Ia juga mempertanyakan  kepala BPKAD. “Yang bangun di samping RSUD itu izin yah itu jualan atau tempat tinggal? Permasalahannya mereka berjualan di depan pojok Rumah sakit TC Hillers, tetapi tinggalnya di bangunan gubuk samping rumah sakit . Kamar mandi WC tidak ada. Tadi kami (warga) baru memergoki salah 1 anak dari si penjual yang buang air besar di samping gubuk mereka pas di saluran drainase,” ungkapnya.

Sebetulnya, pengelolaan limah rumah sakit sudah diatur secara lengkap oleh Peraturan Menteri Kesehatan No 7 Tahun 2019 tentang kesehatan lingkungan rumah sakit. 
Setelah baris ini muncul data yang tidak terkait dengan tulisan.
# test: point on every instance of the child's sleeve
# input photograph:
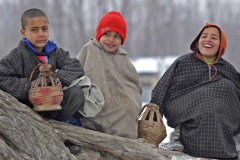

Dalam lampirannya (halaman 55) disebutkan antara lain sebagai berikut:
"Pengolahan limbah B3 di rumah sakit dapat dilaksanakan secara internal dan eksternal: 
Pengolahan secara internal dilakukan di lingkungan rumah sakit dengan menggunakan alat insinerator atau alat pengolah limbah B3  lainnya yang disediakan sendiri oleh pihak rumah sakit (on-site) seperti  autoclave, microwave, penguburan, enkapsulasi, inertisiasi  yang mendapatkan izin operasional dan dilaksanakan sesuai dengan ketentuan peraturan perundang-undangan.

Pengolahan secara eksternal dilakukan melalui kerja sama dengan pihak pengolah atau penimbun limbah B3 yang telah memiliki ijin. Pengolahan limbah B3  secara internal dan eksternal dilaksanakan sesuai dengan ketentuan peraturan perundang-undangan.

Rumah sakit yang melakukan pengolahan limbah B3 secara internal dengan insinerator, harus memiliki spesifikasi alat pengolah yang sesuai dengan ketentuan peraturan perundang-undangan. 
1)Kapasitas sesuai dengan volume limbah B3 yang akan diolah 
2)Memiliki 2 (dua) ruang bakar dengan ketentuan: 
•Ruang bakar 1 memiliki suhu bakar sekurang-kurangnya 800  derajat C 
•Ruang bakar 2 memiliki suhu bakar sekurang-kurangnya 1.000 derajat C untuk waktu tinggal 2 (dua) detik 
3)Tinggi cerobong minimal 14 meter dari permukaan tanah dan dilengkapi dengan lubang pengambilan sampel emisi. 
4)Dilengkapi dengan alat pengendalian pencemaran udara. 
5)Tidak diperkenankan membakar limbah B3 radioaktif; limbah B3 dengan karakteristik mudah meledak; dan atau limbah B3 merkuri atau logam berat lainnya.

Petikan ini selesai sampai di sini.